Merging multiple files on Windows however, needs more complex operation

Assuming we would want to do the same as the following command on Linux:

cat * > merged

which is expanded to the following command by shell:

cat part1 part2 part3 > merged

We have the following ways to achieve this on Windows (not counting Cygwin / MingW64, as that’s pretty much cheating)

Using cmd

The copy command is cmd’s built-in instead of a system tool, to merge multiple files, use a command like:

copy /B part1 + part2 + part3 merged

in which:

  • /B means copying bytewise, this is needed unless you want to merge them text-wise
  • The merged output must be the last argument, the copy built-in does not write to stdout
  • Each to-be-merged components shall be connected with + as seperator between their arguments, as + itself is an argument
  • cmd does not expand globs, every part much be typed as arguments explicitly (even if it expands, that won’t be of much use anyway due to the + argument needed in between)

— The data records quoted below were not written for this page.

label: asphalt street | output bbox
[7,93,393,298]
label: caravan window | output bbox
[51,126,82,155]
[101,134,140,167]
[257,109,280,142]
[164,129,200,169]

Note that above command could also be written as:

copy /B part1+part2+part3 merged

But I’d recommend against this pattern as it makes weak seperation between files to be mergd.

Using PowerShell < 6.0

The Get-Content is PowerShell’s built-in, to merge multiple files, use a command like:

Get-Content -Encoding Byte -ReadCount 0x100000 part* | Set-Content -Encoding Byte merged

in which:

  • -Encoding declares how to decode/encode files, Byte here means do not decode/encode bytes in file and keep them as-is
  • -ReadCount declares how many words to read at once, for Byte encoding this means how many bytes to read at once, the default is 1 and that’s insane for byte-reading. I’ve set it to 0x100000 which means 1MiB for each read

Note that the above command is very slow, slower than cmd, as bytes need to be parsed into native objects into PowerShell, this runs a few MiBs above 10 MiB/s, be patient.

Using PowerShell >= 6.0

PowerShell 6.0 brings -AsByteStream argument to Get-Content built-in, so the above command could be rewritten as:

Get-Content -AsByteStream -ReadCount 0x100000 part* | Set-Content -AsByteStream merged

This is more efficient than the < 6.0 version and should run faster, but still much much slower than cmd

Note that PowerShell >= 6.0 also drops -Encoding Byte for Get-Content and Set-Content, it’s not possible to compare the performance between these versions.